If the person who is building the tool leaves, other team members must be able to administer the tool in their absence. Documentation should include a flowchart that identifies each step, stage, group involved, and the technologies to be used along the way.
User requirements documentation, change controls, multiple administrator logins, quality assurance steps, and bug/fix documentation. No two organizations will use the same configuration of communication, project management, and reporting tools. You could be a Google House, so consider Gemini; Microsoft House, so consider Copilot; Slack dependent, or heavy into Claude; any of these options will work.

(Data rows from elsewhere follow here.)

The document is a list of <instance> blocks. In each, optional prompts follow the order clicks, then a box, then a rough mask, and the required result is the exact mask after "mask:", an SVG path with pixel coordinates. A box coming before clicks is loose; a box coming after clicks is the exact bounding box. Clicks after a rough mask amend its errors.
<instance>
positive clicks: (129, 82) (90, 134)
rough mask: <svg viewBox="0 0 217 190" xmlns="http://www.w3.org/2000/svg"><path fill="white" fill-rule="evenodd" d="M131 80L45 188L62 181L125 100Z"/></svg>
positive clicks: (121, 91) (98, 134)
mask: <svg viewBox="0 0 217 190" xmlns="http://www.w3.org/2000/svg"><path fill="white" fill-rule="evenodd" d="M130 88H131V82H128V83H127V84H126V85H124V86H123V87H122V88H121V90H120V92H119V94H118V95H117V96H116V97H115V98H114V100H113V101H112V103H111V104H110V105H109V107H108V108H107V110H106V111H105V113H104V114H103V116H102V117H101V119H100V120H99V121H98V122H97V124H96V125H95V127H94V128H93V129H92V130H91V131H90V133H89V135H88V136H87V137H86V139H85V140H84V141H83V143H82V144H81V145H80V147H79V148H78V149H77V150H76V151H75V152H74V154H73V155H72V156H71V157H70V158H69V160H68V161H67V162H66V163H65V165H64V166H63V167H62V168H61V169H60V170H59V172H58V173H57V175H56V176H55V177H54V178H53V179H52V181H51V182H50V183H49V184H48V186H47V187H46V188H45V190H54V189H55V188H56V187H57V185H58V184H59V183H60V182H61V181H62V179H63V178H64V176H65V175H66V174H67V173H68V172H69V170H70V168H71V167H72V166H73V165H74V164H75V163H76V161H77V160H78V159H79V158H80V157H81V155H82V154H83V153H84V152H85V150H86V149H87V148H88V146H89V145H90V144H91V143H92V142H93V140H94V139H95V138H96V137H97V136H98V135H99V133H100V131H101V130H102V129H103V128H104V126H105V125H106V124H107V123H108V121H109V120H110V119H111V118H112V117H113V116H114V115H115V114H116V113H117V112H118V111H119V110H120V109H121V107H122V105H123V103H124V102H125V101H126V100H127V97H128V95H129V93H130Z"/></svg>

Build to where your team is and their habits. Development and deployment tools are consistent; it’s the human interactions that are unique. Reduce friction in human interactions for efficiency.
Post-deployment of the AI solution is improving marketing operations
To make this solution a success, Marketing leaders, specifically the CMO, must enforce its use. Adoption is critical. The new centralized tool handles requests ranging from rush requests to year-long projects can only succeed if it is required to be used.
Adoption is a multi-step process. Team advocates were part of the development; have them help with getting their team members on board with the change. Please note that if you work for a small organization, adoption will still need to occur, but it will be easier since the team is smaller. Continuous training is the next most important step. Make sure users understand how to engage with the new technology and feel comfortable and confident using it. Offer office hours, training guides, and training videos, as each team member might have different learning styles. Make it easy for everyone to learn the new tool and gain trust in the product.
The final stage is feedback and updates. The beauty of technology is its versions. If the team missed an assumption during the build, capture it, document it, and update the tool.
Marketing leaders and the admin team must monitor adoption. Reports such as submissions per user, resource allocation, request cycle times, compliance rates, requestor satisfaction, and team utilization need to be implemented. Having reports that speak to the tools adoption helps identify additional training and follow-up conversations to understand why the individual has low adoption.
Expected Outcome of AI solution for marketing operations development and deployment
Marketing leaders can walk away from leveraging AI to help with marketing operations, creating efficiency within the team, and potentially consolidating operations from a multi-operation team into a centralized marketing operations team. Marketing leaders will walk away from this process with data that provides insights into how best to structure the team based on workload, surfaces bottlenecks and training needs through team execution efficiency data, and brings requests to where teams are. If the marketing leader is under pressure to review organizational design, having this information will help argue for a centralized generalist or specialist.